Feb. 4 (Bloomberg) -- A measure of job prospects in the U.S. fell in January for the first time in four months as more Americans said jobs were harder to get.

The Conference Board’s Employment Trends Index decreased 0.1 percent to 109.38 from the prior month’s revised reading of 109.47, the New York-based private research group said today. The measure increased 2.7 percent from January 2012.

Today’s report follows Labor Department figures released last week that showed the U.S. labor market was healthier than first estimated. Better employment opportunities would help insulate consumers from higher taxes and lift the household spending that drives the economy.

“Despite the dip in January, the Employment Trends Index continues to signal a moderate improvement in the labor market,” Gad Levanon, director of macroeconomic research at the Conference Board, said today in a statement.
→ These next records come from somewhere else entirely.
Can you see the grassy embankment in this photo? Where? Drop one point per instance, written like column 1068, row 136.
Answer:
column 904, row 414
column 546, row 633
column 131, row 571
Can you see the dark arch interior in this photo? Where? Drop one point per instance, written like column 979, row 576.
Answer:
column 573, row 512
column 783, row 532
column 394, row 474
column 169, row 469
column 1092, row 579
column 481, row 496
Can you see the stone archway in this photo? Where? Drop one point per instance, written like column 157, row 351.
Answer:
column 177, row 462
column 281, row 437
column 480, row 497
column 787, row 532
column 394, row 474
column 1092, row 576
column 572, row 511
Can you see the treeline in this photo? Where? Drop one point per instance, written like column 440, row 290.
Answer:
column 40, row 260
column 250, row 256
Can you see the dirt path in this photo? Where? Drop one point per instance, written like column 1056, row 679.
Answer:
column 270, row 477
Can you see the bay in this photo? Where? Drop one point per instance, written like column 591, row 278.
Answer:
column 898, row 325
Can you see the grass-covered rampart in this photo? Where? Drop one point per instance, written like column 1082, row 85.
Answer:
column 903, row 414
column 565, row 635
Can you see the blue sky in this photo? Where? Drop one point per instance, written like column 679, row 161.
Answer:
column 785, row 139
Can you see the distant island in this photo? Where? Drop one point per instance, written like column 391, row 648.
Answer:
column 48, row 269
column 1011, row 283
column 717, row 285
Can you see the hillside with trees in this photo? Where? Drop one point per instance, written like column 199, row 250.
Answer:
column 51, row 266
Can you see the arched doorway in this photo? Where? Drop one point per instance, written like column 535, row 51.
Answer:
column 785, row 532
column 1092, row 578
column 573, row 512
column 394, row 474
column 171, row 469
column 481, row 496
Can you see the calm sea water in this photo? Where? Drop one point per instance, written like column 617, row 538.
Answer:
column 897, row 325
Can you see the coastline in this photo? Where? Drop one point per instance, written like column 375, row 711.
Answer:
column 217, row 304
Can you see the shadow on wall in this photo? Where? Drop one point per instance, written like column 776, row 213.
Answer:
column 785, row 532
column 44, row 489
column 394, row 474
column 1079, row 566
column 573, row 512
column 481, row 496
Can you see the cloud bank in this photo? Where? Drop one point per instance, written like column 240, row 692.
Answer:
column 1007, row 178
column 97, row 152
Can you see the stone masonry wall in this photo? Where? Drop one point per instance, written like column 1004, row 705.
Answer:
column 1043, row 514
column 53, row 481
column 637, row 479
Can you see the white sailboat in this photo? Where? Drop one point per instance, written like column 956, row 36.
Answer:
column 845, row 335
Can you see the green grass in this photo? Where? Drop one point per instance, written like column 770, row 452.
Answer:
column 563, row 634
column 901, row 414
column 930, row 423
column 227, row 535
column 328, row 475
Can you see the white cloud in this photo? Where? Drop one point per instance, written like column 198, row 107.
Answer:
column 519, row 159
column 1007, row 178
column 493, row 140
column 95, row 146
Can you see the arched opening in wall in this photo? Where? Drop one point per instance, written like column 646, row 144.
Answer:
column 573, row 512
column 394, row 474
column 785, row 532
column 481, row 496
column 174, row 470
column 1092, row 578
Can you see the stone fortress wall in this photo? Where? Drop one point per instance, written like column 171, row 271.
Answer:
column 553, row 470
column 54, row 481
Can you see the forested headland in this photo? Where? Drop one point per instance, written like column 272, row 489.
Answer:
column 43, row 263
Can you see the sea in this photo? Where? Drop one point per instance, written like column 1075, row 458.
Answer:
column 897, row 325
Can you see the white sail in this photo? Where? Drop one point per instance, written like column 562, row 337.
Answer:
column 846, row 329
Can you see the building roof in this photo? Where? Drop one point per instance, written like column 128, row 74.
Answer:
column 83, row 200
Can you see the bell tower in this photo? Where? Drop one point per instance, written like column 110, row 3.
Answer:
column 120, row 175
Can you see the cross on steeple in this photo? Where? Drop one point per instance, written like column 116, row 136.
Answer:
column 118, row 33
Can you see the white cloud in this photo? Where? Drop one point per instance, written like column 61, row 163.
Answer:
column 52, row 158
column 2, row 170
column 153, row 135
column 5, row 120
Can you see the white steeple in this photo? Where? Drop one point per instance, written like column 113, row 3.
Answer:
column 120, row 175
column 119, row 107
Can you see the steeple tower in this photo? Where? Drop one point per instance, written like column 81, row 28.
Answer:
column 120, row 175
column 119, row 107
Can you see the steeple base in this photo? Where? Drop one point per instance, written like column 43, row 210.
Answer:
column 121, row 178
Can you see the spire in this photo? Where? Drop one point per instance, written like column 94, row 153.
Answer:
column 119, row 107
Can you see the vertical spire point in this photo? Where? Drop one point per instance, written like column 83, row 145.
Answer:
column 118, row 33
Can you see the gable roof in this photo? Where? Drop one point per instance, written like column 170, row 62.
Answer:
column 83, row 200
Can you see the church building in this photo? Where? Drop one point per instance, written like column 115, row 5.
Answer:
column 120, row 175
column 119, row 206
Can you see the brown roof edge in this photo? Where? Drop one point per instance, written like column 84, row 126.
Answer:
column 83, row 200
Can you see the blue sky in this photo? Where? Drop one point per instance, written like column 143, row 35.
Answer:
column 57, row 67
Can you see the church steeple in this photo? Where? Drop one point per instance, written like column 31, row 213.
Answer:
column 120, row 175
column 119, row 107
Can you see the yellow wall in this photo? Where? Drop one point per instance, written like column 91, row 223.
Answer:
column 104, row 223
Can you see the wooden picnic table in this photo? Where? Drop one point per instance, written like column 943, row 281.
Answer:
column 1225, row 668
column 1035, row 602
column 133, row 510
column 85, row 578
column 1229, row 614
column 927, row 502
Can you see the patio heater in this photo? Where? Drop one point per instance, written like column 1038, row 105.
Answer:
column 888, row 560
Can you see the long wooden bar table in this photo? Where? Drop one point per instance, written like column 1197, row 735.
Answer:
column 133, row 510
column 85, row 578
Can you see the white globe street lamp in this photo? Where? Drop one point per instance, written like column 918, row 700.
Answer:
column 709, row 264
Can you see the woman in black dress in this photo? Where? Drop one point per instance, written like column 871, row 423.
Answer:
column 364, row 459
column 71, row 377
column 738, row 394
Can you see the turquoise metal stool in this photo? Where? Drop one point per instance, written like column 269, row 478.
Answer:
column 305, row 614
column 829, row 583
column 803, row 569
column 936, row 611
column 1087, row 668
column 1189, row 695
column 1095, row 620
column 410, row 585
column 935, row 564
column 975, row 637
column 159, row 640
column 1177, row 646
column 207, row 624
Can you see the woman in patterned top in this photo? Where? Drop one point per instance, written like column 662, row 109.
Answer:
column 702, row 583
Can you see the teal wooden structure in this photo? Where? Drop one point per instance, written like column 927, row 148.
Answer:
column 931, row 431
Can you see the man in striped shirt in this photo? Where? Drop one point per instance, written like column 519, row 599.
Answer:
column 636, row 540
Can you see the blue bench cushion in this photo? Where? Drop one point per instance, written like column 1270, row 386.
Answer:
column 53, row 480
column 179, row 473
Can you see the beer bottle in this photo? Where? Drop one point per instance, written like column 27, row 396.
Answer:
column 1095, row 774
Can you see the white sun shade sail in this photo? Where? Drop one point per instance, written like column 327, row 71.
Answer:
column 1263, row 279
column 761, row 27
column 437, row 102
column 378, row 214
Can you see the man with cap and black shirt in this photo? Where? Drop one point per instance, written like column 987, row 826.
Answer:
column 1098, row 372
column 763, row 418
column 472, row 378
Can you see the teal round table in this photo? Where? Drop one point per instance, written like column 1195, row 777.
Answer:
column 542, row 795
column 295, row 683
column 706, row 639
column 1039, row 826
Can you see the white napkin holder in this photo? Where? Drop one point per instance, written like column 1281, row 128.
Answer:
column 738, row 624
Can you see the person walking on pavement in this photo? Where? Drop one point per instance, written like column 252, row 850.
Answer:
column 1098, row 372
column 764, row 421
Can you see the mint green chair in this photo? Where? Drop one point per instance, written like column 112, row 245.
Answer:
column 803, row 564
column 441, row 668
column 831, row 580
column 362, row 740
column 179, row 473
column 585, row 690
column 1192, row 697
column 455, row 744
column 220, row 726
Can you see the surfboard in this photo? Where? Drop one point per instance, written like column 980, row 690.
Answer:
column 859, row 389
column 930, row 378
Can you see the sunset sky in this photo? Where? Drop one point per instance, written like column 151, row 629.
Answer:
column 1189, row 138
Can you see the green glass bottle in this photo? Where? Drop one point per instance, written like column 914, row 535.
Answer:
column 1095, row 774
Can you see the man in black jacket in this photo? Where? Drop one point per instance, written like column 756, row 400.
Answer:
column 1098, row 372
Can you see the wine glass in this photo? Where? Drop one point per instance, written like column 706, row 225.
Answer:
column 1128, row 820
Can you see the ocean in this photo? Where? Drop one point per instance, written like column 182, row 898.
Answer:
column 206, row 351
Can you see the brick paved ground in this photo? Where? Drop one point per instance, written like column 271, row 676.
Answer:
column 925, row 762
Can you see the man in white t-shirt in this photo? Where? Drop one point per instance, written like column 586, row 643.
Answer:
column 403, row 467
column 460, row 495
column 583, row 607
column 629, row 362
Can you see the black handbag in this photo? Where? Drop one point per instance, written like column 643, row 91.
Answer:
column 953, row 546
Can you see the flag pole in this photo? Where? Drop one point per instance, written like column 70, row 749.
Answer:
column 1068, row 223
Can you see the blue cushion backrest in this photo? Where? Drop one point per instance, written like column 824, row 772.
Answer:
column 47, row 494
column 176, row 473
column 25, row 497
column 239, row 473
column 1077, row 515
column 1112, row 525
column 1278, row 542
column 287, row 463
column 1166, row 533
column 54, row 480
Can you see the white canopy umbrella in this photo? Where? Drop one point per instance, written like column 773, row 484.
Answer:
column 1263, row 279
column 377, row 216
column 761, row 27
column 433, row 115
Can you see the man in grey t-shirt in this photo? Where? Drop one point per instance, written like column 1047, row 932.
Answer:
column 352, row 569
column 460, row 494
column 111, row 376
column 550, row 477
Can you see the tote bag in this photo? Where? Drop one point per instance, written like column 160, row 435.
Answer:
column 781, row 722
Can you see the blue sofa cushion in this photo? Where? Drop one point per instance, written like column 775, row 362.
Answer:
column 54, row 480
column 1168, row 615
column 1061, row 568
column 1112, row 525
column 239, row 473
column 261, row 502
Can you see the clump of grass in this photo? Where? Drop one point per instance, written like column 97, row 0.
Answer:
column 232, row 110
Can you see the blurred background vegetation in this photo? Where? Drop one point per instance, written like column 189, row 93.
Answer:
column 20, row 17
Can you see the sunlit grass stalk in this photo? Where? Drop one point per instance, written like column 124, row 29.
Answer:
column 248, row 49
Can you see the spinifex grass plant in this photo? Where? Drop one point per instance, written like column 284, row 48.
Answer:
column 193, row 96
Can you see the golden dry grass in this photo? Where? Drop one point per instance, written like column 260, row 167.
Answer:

Still, “this rapid pace of improvement in hiring may not continue in the coming months.”

Employers added 157,000 workers to payrolls in January after hiring a revised 196,000 the month before and 247,000 in November, according to Labor Department figures released Feb. 1. Revisions added a total of 127,000 jobs to the count in the last two months of 2012. The unemployment rate unexpectedly rose to 7.9 percent from 7.8 percent.

The Employment Trends Index aggregates eight labor-market indicators to forecast short-term hiring trends. On average, it can signal a rebound in hiring as little as three months before the fact and can predict job declines six to nine months in advance, the Conference Board said.

Weakening in six of the index’s eight components contributed to the decrease in the overall gauge, today’s report showed. In addition to those saying jobs were harder to get, there were fewer job openings, while a greater share of Americans said they were working part-time positions even though they desired full-time employment.